One and the same constitutive christological assertion, which, as such, is an existential-historical assertion, answers two questions: (1) Who is Jesus? and (2) What does God, and thus ultimate reality, mean for us? Accordingly, it is, in effect, two assertions: (1) the existential-historical assertion that Jesus is the decisive re-presentation of the meaning of God, and thus of ultimate reality, for us (this being "the properly christological assertion"); and (2) the existential assertion that the meaning of God, and thus of ultimate reality, for us is the meaning decisively re-presented through Jesus (this being "the strictly theological assertion").

Of course, both of these assertions, being existential, i.e., existential-historical and existential respectively, necessarily imply both properly metaphysical and properly moral assertions.
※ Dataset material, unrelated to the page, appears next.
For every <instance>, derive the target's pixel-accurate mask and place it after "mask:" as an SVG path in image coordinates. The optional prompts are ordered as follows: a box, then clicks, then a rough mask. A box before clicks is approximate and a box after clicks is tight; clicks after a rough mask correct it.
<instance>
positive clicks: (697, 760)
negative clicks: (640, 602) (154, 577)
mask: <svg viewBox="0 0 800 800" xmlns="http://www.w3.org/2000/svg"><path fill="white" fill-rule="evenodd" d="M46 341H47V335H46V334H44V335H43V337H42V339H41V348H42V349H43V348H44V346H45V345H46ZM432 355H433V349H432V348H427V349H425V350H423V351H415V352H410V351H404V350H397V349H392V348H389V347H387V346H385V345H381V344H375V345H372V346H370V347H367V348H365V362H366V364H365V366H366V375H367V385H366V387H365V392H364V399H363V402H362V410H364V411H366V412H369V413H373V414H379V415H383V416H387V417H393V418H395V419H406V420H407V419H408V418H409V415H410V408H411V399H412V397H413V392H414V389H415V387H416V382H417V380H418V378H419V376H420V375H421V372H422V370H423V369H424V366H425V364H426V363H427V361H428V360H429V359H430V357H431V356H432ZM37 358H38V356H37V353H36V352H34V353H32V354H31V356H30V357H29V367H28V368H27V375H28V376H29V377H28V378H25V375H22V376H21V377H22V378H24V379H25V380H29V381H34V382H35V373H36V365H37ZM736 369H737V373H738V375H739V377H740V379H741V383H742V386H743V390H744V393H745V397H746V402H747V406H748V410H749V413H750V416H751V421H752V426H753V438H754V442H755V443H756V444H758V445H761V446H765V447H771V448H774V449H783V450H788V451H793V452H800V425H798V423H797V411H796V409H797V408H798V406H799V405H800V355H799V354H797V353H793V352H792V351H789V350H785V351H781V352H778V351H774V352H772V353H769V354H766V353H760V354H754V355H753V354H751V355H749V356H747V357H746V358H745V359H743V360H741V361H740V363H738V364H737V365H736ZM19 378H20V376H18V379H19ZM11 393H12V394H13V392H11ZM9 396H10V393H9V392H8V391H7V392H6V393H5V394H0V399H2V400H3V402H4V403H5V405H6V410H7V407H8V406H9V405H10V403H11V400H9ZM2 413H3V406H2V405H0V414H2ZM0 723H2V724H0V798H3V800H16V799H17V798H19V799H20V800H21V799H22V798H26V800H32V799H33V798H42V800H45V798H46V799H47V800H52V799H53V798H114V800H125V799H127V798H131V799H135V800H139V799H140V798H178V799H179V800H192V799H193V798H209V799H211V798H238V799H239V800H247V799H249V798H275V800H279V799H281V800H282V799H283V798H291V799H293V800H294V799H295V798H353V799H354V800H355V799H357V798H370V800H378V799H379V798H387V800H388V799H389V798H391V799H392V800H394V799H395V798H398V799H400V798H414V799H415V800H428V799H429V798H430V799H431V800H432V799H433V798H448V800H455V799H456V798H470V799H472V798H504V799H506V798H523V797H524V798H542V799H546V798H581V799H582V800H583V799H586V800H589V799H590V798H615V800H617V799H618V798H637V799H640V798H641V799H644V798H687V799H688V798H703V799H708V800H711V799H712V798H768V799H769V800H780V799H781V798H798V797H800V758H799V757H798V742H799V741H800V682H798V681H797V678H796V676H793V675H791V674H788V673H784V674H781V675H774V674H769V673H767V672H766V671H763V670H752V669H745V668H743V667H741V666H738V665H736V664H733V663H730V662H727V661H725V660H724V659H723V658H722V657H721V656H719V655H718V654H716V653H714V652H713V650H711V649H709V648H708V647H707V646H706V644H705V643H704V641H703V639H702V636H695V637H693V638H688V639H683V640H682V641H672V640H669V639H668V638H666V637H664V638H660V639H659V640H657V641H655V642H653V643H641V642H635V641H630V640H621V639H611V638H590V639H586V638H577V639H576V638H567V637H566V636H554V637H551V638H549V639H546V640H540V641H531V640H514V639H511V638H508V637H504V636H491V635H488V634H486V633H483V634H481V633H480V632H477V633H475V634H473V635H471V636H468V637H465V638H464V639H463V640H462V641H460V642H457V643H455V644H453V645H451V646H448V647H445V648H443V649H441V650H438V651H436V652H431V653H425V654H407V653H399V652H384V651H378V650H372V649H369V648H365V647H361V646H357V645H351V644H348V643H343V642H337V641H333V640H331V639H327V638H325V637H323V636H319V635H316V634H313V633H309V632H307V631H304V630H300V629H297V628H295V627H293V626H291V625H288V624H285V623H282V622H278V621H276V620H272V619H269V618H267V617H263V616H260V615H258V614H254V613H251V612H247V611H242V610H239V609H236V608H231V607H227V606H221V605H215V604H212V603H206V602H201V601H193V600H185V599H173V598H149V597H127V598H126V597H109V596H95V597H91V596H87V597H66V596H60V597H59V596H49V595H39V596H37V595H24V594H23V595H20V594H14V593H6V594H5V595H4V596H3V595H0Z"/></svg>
But all such necessary implications are rightly considered "conservative" (or "conserving"), as distinct from "constitutive" (or "constituting") theological assertions.

The main point, in any case, is that the properly soteriological assertion that we are justified by grace alone through faith alone is not really a third assertion in addition to the properly christological and the strictly theological assertions, even though, like them, it is additional to the properly metaphysical and the properly moral assertions that all existential assertions necessarily imply. It is not really an addition to these other existential assertions, because it but asserts what they themselves already assert, provided only that they are understood, as they should be, precisely as existential assertions about the meaning of Jesus and of ultimate reality for us. At the same time, the properly soteriological assertion makes clear that Eberhard Jüngel is exactly right in saying that the Christian faith that is christocentric as well as theocentric is soteriocentric as well as christocentric -- indeed, that "the center of the center of Christian faith" is the good news that we are justified by grace alone through faith alone.